That Irish blank check for deposits and interbank loans amounts, in a doomsday scenario, to a maximum estimated liability of $560 billion — just to repay the debts and deposits of six banks. That's double the country's annual gross domestic product, nine times the national debt and $135,000 per citizen.

But Ireland's government leaders themselves have stressed that they made the unprecedented promise only because they calculated that by doing it, shares would rebound, foreign capital would flow in, and they would never have to spend a cent of taxpayer's money bailing out a bank.

Prime Minister Brian Cowen said he had "not handed over any money to any bank. I have provided the reputation of this state to the banks."

Some bank customers in London said Wednesday that faith in the banking system is fading and politicians' reassurances ring hollow.

"There's no panic now, but there might be if one of the major banks fail," said David Hickman, 62, leaving a branch of NatWest bank. "Then I think we'll have a serious problem."

Several economists at home and abroad cautioned that Ireland's example might be appropriate only for other small countries with a handful of key financial players, not hundreds.

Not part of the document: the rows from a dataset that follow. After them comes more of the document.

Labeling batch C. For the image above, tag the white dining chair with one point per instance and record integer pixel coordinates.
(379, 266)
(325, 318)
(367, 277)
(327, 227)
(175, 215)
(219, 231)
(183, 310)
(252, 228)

"Ireland gets kudos, and rightly so, for acting before we got past the point of no return for a particular player here. But I'm not sure you could replicate this approach across Europe," said Dan McLaughlin, chief economist at the Bank of Ireland, one of the six institutions receiving government backing.

He said that Irish banks had been struggling to attract capital from foreign banks. The key part of the Irish guarantee, he said, was its promise to foreign wholesale lenders that their money deposited in Dublin would be refunded if any Irish bank failed.

"The likes of France, Germany and Italy would have hundreds upon hundreds of banks. So their liabilities would be astronomical, and their national credit ratings are not as good as Ireland's," he said, referring to Ireland's status as a country carrying a continent-low percentage of debt.

The EU requires a minimum $28,000 protection on deposits. France guarantees $100,000, Italy $145,000 and Norway $340,000.

Ireland raised its minimum five-fold to $140,000 last month in an initial, failed attempt to stop speculators' assault on Irish bank stocks.